Geschätzte Lesezeit: 10 Minuten

Wer dem kosmischen Horror ins Gesicht schaut, muss durchdrehen. Diesem Mantra folgen viele Umsetzungen der Mythosgeschichten als Rollenspiel. Fate of Cthulhu geht einen anderen Weg und gibt Spielgruppen Werkzeuge in die Hand, um mit reellen Chancen das Übel der Invasion eines Großen Alten abzuwehren – koste es, was es wolle.
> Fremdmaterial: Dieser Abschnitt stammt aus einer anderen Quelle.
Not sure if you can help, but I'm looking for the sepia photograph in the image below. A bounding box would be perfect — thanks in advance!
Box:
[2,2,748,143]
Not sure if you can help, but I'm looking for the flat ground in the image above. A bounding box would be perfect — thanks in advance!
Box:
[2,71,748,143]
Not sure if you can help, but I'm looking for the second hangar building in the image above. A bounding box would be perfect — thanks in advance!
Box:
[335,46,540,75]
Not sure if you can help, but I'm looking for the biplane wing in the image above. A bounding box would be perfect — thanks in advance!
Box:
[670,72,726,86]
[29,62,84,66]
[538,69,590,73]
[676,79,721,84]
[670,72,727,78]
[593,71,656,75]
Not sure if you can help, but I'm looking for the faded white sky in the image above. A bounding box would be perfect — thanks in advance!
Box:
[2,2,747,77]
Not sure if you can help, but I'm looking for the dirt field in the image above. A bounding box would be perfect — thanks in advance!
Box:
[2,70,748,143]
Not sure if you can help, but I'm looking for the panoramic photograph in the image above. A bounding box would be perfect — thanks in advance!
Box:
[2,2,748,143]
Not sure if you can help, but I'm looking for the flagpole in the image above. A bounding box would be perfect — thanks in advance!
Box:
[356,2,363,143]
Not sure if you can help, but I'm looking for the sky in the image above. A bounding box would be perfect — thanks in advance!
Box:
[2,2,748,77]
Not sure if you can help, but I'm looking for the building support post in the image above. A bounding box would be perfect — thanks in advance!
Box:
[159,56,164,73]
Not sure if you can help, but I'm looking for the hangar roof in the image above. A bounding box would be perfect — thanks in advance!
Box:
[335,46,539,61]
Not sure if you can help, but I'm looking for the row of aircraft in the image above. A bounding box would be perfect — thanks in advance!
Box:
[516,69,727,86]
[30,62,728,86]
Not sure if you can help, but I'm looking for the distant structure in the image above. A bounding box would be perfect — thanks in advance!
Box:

Ich mag viele Geschichten von Lovecraft, sei es in der Originalfassung oder als eine der mannigfaltigen Umsetzungen in unterschiedlichen Medien, ebenso wie die vielen Referenzen und Anspielungen zum Mythos, sowie diverse Neuinterpretationen und andere Verarbeitungen des Themas. Allerdings fremdle ich mit dem starken, in den mir bekannten Rollenspielen verankerten Klischee, dass der Kampf gegen die Großen Alten aussichtslos sein muss und ein menschlicher Verstand angesichts der geballten Macht kosmischen Horrors zwangsläufig zerbricht. Ich konnte mir bisher unter diesem Blickwinkel keine langfristige Kampagne vorstellen und habe mich immer gefragt, wozu man lange Waffenlisten benötigt, wenn diese angesichts eines Großen Alten sowieso nicht genug Schaden machen und falls doch, die SCs psychisch nicht mehr in der Lage sind zu kämpfen.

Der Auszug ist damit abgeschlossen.